APAC: The Shanghai Composite Index closed the week down 4.91%, dragged by real estate that plunged 6.5%, as well as communication and utilities that combined for a 10.8% decline. China hit an important milestone last week by announcing no new local infection for 3 consecutive days. Subsequently, Jiangsu education authorities announced that the province will start reopening schools on March 30th. However, Beijing Municipal Education Commission said that it is still too early to consider.
According the People’s Bank of China Deputy governor, Chen Yulu, “Economic indicators will likely show significant improvement in the second quarter and the Chinese economy will return to potential output level rather swiftly”. He added that “based on payments, deposits and loan data since March, China’s real economy is improving somewhat due to earlier targeted monetary policies”.

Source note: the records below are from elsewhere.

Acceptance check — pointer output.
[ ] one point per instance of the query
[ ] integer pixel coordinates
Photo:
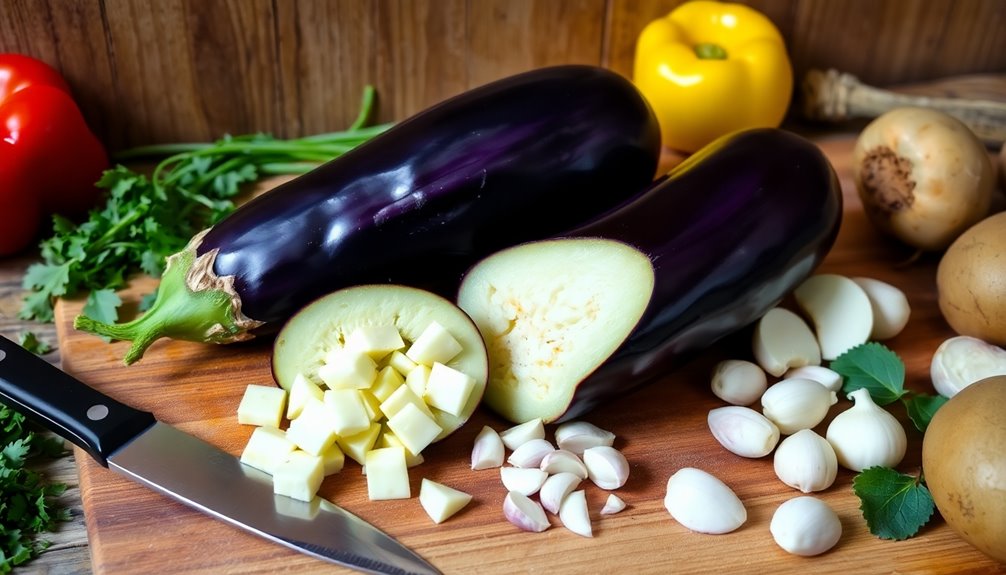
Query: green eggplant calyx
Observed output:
(192, 304)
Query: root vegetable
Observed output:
(923, 176)
(971, 281)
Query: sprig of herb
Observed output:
(878, 369)
(894, 505)
(145, 219)
(27, 506)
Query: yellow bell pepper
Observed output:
(710, 68)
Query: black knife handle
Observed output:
(94, 421)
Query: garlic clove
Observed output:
(555, 489)
(806, 461)
(613, 505)
(606, 466)
(530, 453)
(738, 382)
(840, 311)
(742, 431)
(702, 503)
(963, 360)
(524, 513)
(523, 481)
(575, 436)
(806, 526)
(782, 341)
(561, 460)
(794, 404)
(890, 308)
(830, 379)
(866, 434)
(574, 516)
(487, 451)
(515, 436)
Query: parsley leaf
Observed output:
(874, 367)
(145, 219)
(894, 505)
(921, 407)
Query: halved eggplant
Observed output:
(616, 304)
(518, 159)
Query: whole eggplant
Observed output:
(722, 237)
(511, 161)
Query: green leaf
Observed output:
(103, 305)
(30, 342)
(921, 408)
(894, 505)
(874, 367)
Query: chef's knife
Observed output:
(135, 444)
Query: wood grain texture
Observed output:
(170, 70)
(661, 428)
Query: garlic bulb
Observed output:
(806, 461)
(805, 526)
(738, 382)
(702, 503)
(742, 430)
(865, 434)
(797, 403)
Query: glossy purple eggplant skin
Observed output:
(512, 161)
(752, 215)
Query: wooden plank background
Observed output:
(168, 70)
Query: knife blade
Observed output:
(133, 443)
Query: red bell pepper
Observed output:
(49, 159)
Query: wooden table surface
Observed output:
(68, 553)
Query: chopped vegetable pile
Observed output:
(145, 219)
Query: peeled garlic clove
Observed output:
(963, 360)
(523, 481)
(613, 505)
(555, 489)
(795, 404)
(702, 503)
(561, 460)
(576, 436)
(806, 461)
(866, 434)
(519, 434)
(530, 453)
(573, 514)
(524, 513)
(606, 466)
(742, 430)
(840, 311)
(890, 308)
(806, 526)
(738, 382)
(830, 379)
(488, 449)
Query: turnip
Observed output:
(923, 176)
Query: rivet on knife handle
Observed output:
(78, 413)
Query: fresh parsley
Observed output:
(878, 369)
(894, 505)
(27, 501)
(146, 218)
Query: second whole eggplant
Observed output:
(511, 161)
(594, 313)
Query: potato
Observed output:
(971, 281)
(964, 461)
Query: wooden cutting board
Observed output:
(660, 429)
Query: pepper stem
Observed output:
(204, 315)
(710, 51)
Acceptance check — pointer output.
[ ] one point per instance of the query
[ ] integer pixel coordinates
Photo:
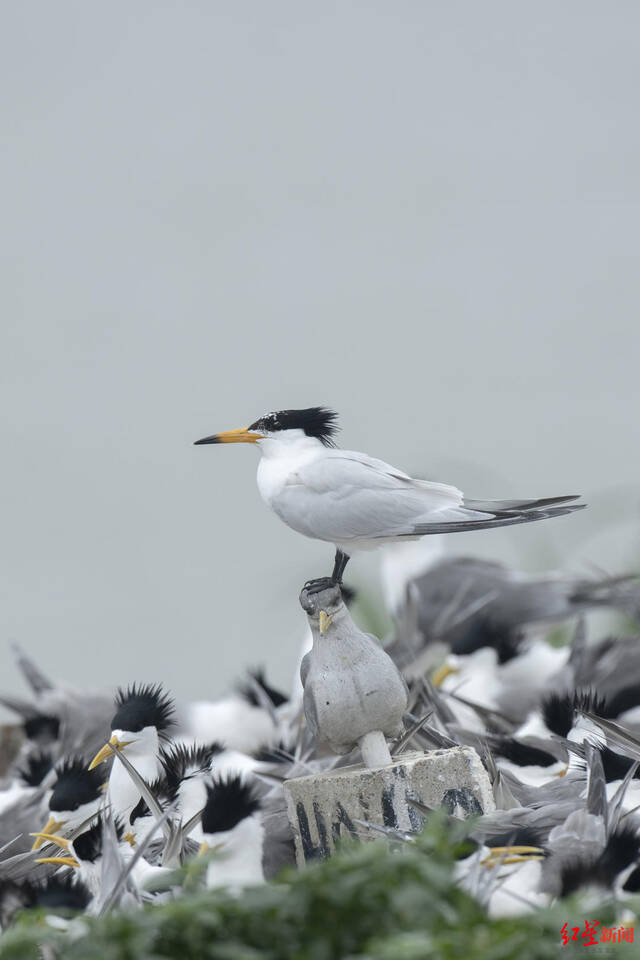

In Japan, the Nikkei 225 dropped 5.04% last week; financials, industrials and auto manufacturers led the sell-off. To kick off the week, the Bank of Japan decided to ramp up its risky asset purchasing program by announcing more purchases of ETFs and REITs. Additionally, a new operation to support corporate loans was announced to provide liquidity to the market.
Meanwhile, the Japanese government is reportedly preparing a stimulus package of more than $270 billion to support industries impacted by the Coronavirus outbreak. The Yen/U.S. Dollar pair ended the week higher amid investors’ hunt for a safe haven in this volatile environment.